Treatment of acute pancreatitis

For acute pancreatitis, initial treatment is conservative.

Analgesics, spasmolytics. Narcotic analgetics are dangerous in patients with acute pancreatitis because of Oddi’s sphincter constriction.

Relief of vomiting. Drainage of the stomach with a probe, metaclopramid (cerucal, reglan) 10–20 mg; osetron (ondansetron, navoban, tropisetron).

Fluid replacement. The most important requirement in the early treatment of pancreatitis is maintenance of adequate hydration. If the patient becomes hypovolaemic, and the splainchnic circulation is compromised, the pancreas may become ischaemic, with the potential for the development of complicated pancreatitis.

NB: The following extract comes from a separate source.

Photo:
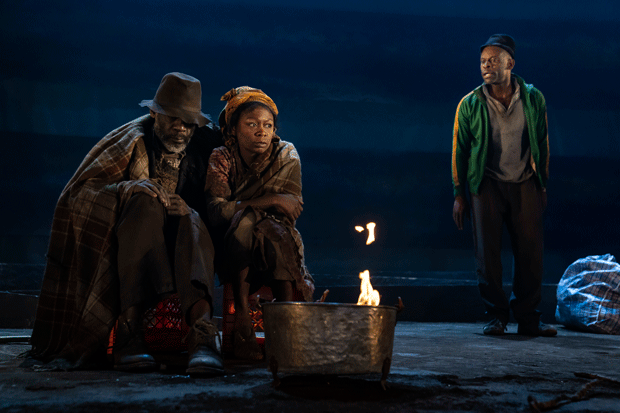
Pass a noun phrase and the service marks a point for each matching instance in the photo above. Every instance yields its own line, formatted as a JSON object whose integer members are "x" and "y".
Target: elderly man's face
{"x": 173, "y": 133}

With considerable reduction of arterial blood pressure – dopamine 5–7 mkg/kg of the body weight; for relief of angiospasm – benzohexamethonium 0.15 mg / kg of the body weight or pentamine 0.25 – 0.3 mg/kg of the body weight every 6 hours; for reduction of vascular permeability – hydrocortisone 1000–1500 mg/day.

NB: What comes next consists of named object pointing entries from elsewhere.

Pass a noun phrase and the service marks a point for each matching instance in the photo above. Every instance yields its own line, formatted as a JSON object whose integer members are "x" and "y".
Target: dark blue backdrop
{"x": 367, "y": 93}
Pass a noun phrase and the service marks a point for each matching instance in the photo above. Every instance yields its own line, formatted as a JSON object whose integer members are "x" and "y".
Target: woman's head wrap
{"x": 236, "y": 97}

Treatment of hypoxaemia. Fluid replacement, normalization of peripheral microcirculation is adequate in majority of patients. In the most severely ill patients intubation and ventilatory support is indicated.

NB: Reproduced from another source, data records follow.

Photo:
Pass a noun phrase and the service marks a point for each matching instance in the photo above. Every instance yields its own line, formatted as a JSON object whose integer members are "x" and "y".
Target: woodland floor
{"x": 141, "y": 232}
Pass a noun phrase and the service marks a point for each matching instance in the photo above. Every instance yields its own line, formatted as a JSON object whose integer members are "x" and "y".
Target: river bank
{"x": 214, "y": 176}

Minimizing of pancreatic secretion

Bowel rest, nasogastric tube.

Local hypothermia.

H2-receptor or H-pomp blockers. They are useful for inhibition of pancreatic enzymes secretion and prevention of acute upper digestive tract ulcerations.

Atropine.

5-ftoruracyl (500 mg /d).

Nutritional support. Patients with severe acute pancreatitis often cannot be fed for several days. Once severe pancreatitis has developed total parenteral nutrition should be instituted. Intravenous fat emulsions do not exacerbate pancreatitis in patients with normal triglyceride levels. If triglyceride levels are raised, however, fat emulsion should not be used. Total parenteral nutrition should be continued until the patient appears clinically well.

Antibiotic therapy. Antibiotics are generally ineffective in preventing the late septic complications of acute pancreatitis, and their use may even promote selection of organisms that are more difficult to treat later on. The best variants are:

third and fourth generations of cephalosporin;

quinolones and metronidazole;

carbapenems.

Antiprotease therapy. Gordox, Contrical. They are useful and effective only as inhibitors of kinins.

Treatment of metabolic disturbansis includes correction of hypocalcaemia, hypoalbuminaemia, hypomagnesaemia, hypokalaemia, control of blood glucose.

Surgical care

In patients with acute pancreatitis common indications for surgery are:

Progressive peritonitis.

Progressive multiorgan system failure.

Gallstones pancreatitis without effect of conservative treatment during 24–48 h.

Erosive haemorrhage.

Bowel perforations.

Septic complications.

Operations

Peritoneal lavage.

Gallstones pancreatitis: cholecystectomy and, if still necessary, common bile duct tube.  

Abdominization.

Necrektomy.

Surgycal management in necrotizing process into the retroperitoneum, perirenal spaces, and mesentery.

Drainage by percutaneous aspiration of peripancreatic fluid collections.

Percutaneous drainage of pancreatic abscesses (under CT or US control).